Um diesem Problem zu begegnen, greift die
Wirtschaftswissenschaftlerin auf Erkenntnisse aus der Verhaltensökonomie
und der Psychologie zurück. Bei früheren Forschungen zu moralischem
Verhalten untersuchte Szech die unguten Effekte von Diffusion oder
Streuung etwa von Verantwortung. „Wer sich hinter anderen verstecken
kann, verhält sich rücksichtsloser und gieriger“, fand sie bei
empirischen, verhaltensökonomischen Studien heraus. Vor die Wahl
gestellt, Geld zu gewinnen oder einer Maus das Leben zu retten,
entschieden sich Probanden häufiger für Ersteres, wenn die Entscheidung
darüber gemeinsam in einer Gruppe gefällt wurde.
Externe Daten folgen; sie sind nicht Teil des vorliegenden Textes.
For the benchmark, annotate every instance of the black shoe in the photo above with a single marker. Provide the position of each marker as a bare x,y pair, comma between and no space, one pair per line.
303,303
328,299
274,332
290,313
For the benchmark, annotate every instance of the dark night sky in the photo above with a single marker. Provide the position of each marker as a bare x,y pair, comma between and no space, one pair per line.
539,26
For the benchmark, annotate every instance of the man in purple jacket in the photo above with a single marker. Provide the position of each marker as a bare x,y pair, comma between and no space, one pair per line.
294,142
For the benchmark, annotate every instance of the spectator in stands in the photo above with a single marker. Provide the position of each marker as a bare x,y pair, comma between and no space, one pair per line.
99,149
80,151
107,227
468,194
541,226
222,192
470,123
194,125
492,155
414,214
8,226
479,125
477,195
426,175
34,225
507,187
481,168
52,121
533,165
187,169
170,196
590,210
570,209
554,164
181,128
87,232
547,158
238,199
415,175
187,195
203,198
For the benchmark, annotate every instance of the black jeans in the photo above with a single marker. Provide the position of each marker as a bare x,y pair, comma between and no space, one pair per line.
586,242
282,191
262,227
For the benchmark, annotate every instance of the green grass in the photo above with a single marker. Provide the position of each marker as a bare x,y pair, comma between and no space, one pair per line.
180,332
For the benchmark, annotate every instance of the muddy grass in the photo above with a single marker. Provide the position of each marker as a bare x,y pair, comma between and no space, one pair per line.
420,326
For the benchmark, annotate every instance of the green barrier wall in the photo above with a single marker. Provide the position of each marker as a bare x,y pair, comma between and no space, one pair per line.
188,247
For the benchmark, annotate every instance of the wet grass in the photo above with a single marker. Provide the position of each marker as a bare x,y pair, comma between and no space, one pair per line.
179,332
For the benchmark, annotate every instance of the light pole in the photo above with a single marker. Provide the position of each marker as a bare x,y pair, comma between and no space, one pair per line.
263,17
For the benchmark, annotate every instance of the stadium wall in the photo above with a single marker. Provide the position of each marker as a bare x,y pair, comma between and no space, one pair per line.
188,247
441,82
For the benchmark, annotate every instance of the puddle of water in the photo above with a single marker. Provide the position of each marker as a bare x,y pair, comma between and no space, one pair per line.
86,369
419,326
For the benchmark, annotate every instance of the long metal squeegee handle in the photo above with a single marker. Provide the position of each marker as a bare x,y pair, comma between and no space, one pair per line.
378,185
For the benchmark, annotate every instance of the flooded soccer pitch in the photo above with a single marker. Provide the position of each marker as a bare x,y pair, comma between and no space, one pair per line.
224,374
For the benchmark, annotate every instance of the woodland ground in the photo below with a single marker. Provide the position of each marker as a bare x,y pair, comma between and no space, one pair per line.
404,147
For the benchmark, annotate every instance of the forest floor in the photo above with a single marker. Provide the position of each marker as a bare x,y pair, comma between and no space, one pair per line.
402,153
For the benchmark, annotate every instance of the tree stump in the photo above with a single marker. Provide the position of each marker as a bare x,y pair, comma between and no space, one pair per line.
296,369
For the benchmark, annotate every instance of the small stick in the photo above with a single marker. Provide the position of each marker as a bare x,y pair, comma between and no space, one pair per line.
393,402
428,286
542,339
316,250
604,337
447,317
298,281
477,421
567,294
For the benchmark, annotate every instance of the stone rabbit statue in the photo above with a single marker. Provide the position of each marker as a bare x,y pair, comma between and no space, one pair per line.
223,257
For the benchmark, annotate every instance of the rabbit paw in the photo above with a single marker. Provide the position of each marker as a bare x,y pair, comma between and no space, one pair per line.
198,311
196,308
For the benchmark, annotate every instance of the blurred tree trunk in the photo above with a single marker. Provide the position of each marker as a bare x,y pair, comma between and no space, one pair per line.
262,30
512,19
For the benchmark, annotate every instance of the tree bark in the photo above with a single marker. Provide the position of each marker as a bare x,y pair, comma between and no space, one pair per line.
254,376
Waren sie hingegen
allein verantwortlich, verzichteten sie meist auf das Geld und retteten
die Maus. „Bei Gruppenentscheidungen greift die Logik, es könne ja auch
ein anderer den Ausschlag gegeben haben.“

Geht es aber um die Furcht vor einer
schlechten Diagnose, kann die Kraft der Diffusion allerdings positiv
genutzt werden. Das zeigen Schweizer und Szech jetzt mit neuen
Testverfahren: „Werden zum Beispiel die Proben zweier Risikopatienten
gemischt, verliert der Test einen Teil seines Schreckens.“  Ist der
Gendefekt nicht vorhanden, können beide Patienten aufatmen – sie werden
gesund bleiben und können ihr Leben entsprechend gestalten, zum Beispiel
ohne Sorge vor der Krankheit und der Weitervererbung Kinder bekommen,
die Berufswahl anpassen oder fürs Alter planen. Ist er hingegen
vorhanden, bleibt unklar, wer den Gendefekt hat oder ob ihn beide
Patienten haben. „Für den Einzelnen bleibt eine 33-prozentige Chance,
nicht an Chorea Huntington zu erkranken“, erläutert Szech. Ein solches
Ergebnis sei zwar weniger gut als die Ausgangssituation, wo das Risiko
zu erkranken bei 50 Prozent lag, räumt Szech ein. „Aber es bleibt noch
viel Grund zur Hoffnung, gesund zu bleiben.“ Randomisierte Verfahren
könnten zudem helfen, die Hemmschwelle für Tests zu senken, weil viele
Menschen – wie empirische Studien zeigen – Wahrscheinlichkeiten etwas
verzerrt wahrnähmen, ergänzt Schweizer. „Eine klare Diagnose der
Entwarnung ist besonders gut für das Wohlbefinden. Dies bieten auch die
neuen Verfahren, ohne das gefürchtete Risiko, zu erfahren, sicher die
Krankheit zu bekommen.“

In diversen Ländern wurden Tests gemischter
Blutproben bereits durchgeführt, sagt Szech, wenn auch in anderem
Zusammenhang. Etwa für Untersuchungen von Spenderblut oder im
Militärbereich, um Krankheiten auszuschließen, dort allerdings mit dem
Motiv, Kosten zu sparen. Rechtliche oder ethische Hürden für eine
Anwendung in Deutschland sieht Szech nicht. Die bewusst weniger präzise
gestalteten Tests sind zudem auch für einzelne durchführbar, indem man
das Auswerten der Probe randomisiert gestaltet. Es braucht also nicht
unbedingt eine gemischte Blutprobe. „In der Medizin geht es bislang
darum, Tests so präzise wie möglich zu gestalten. Es ist gut, dass es
diese Tests gibt. Aber wenn sich kaum jemand traut, sie zu machen,
braucht es zusätzliche Möglichkeiten“, fordert Szech.